[Toybox] mktemp breaks the aboriginal build.

Rob Landley rob at landley.net
Sun Sep 2 18:12:28 PDT 2012


The mktemp command is failing during the kernel build, because it's
going "mktemp /tmp/blah.xxxxxx" and we're turning that into
"/tmp///tmp/blah.xxxxxx". The logic's a bit wrong here.

It's also... fiddly.  I looked at the LSB and it doesn't specify -p at
all, just -q and -u (neither of which we do, one of which is clearly a
bad idea).
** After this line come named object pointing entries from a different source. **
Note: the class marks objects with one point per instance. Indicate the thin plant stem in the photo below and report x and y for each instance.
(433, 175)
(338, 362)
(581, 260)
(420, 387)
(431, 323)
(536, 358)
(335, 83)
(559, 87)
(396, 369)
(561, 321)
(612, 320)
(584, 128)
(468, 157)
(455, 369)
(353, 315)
So I experimented a bit:

$ mktemp
/tmp/tmp.Uhlv2A3tzR
$ mktemp file
mktemp: too few X's in template `file'
$ mktemp file.XXX
file.uwg
$ mkdir woot
$ mktemp -p woot
woot/tmp.DpCWU04Uno
$ mktemp -p woot bork/wah.XXXXXX
mktemp: failed to create file via template `woot/bork/wah.XXXXXX': No
such file or directory
$ mktemp -p woot /tmp/wah.XXXXXX
mktemp: invalid template, `/tmp/wah.XXXXXX'; with --tmpdir, it may not
be absolute

So: if you don't specify anything, /tmp/tmp.* Specify a file, ./file.
Specify -p dir then dir/tmp.*. Specify -p and an absolute path, it
complains.

That last one is standard FSF "everything is a special case" coding and
I think we can just degrade to relative path and not mind some extra
consecutive // chars.

Anyway, just thought I'd mention it.

Rob
-- 
GNU/Linux isn't: Linux=GPLv2, GNU=GPLv3+, they can't share code.
Either it's "mere aggregation", or a license violation.  Pick one.